2. In the background job, look for all the modified folders and remove clear the index for them. The problem with this is we may never be able to find out the exact delta and this will result in redundant work.

Anyone have any thoughts on the above?

The best way forward would be to have a resource change notification. Or do we already have one?
Comment 5 John Arthorne CLA 2011-04-05 09:02:41 EDT
There are no resource change events. The deletion could easily happen in another process so an event within a single server process won't necessarily help.

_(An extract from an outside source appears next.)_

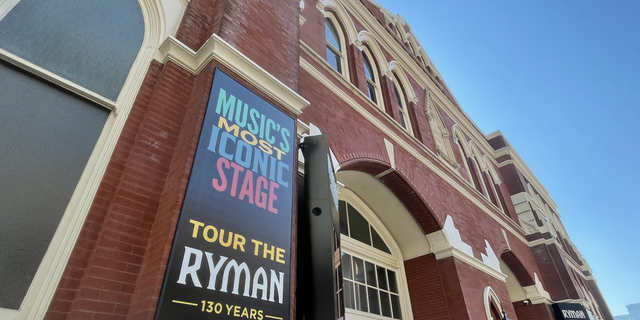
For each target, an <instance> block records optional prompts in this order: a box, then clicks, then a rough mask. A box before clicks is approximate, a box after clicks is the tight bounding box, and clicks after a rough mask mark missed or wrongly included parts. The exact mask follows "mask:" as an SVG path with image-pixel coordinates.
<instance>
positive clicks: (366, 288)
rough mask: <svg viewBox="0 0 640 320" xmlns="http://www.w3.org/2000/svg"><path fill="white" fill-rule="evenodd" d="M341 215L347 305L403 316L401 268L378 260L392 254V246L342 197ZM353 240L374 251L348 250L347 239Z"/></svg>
mask: <svg viewBox="0 0 640 320" xmlns="http://www.w3.org/2000/svg"><path fill="white" fill-rule="evenodd" d="M339 214H340V233H341V234H342V239H341V240H342V244H343V250H342V253H341V255H342V257H341V267H342V275H343V291H344V305H345V308H347V309H351V310H356V311H359V312H366V313H368V314H371V315H377V316H379V317H378V318H391V319H402V305H401V303H400V302H401V299H400V296H401V294H400V285H399V282H398V277H399V275H398V271H397V269H394V268H391V267H389V265H385V263H382V262H377V261H376V259H377V258H376V256H379V255H382V256H387V257H389V258H391V257H392V254H391V250H390V248H389V246H388V245H387V243H385V241H384V240H383V238H382V237H381V236H380V233H378V231H377V230H376V229H375V228H374V227H373V226H372V225H371V224H370V223H369V221H368V220H367V218H366V217H365V216H364V215H363V214H362V213H361V212H360V211H359V210H358V209H356V208H355V207H354V206H352V205H351V204H350V203H348V202H346V201H342V200H340V202H339ZM354 240H355V241H357V242H358V243H363V244H366V245H367V246H368V247H370V248H371V250H369V249H360V250H356V251H357V252H351V251H352V250H345V249H344V247H345V246H346V244H345V242H347V243H353V241H354ZM358 247H360V246H358ZM361 248H362V247H361ZM374 252H375V253H374Z"/></svg>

Currently the indexer crawls the file system and compares to the index. I think we would also need to do the inverse: crawl the index and see if each entry exists in the file system. If it is very expensive this could be done less frequently than the file->index synchronization. However I think if we could do this comparison it would be much more efficient than flushing the index and recomputing on any folder change.
Comment 6 Jay Arthanareeswaran CLA 2011-04-08 10:18:36 EDT
Created attachment 192837 [details]
Proposed Patch

Patch contains a new job as John suggested. Hope the patch is alright as this is my first using Git.
Comment 7 John Arthorne CLA 2011-04-08 15:47:57 EDT
Thanks Jay, the patch looks great. I tried it out on a server with about 20MB of files, and the purge job took 200ms vs 1.7s for indexing, so it is actually quite efficient. However I still like the idea of them being separate jobs so we can control their frequency independently if desired. I have set the default purge period to be 30s rather than the 3m that you wrote. Otherwise the fix works well and the patch is good!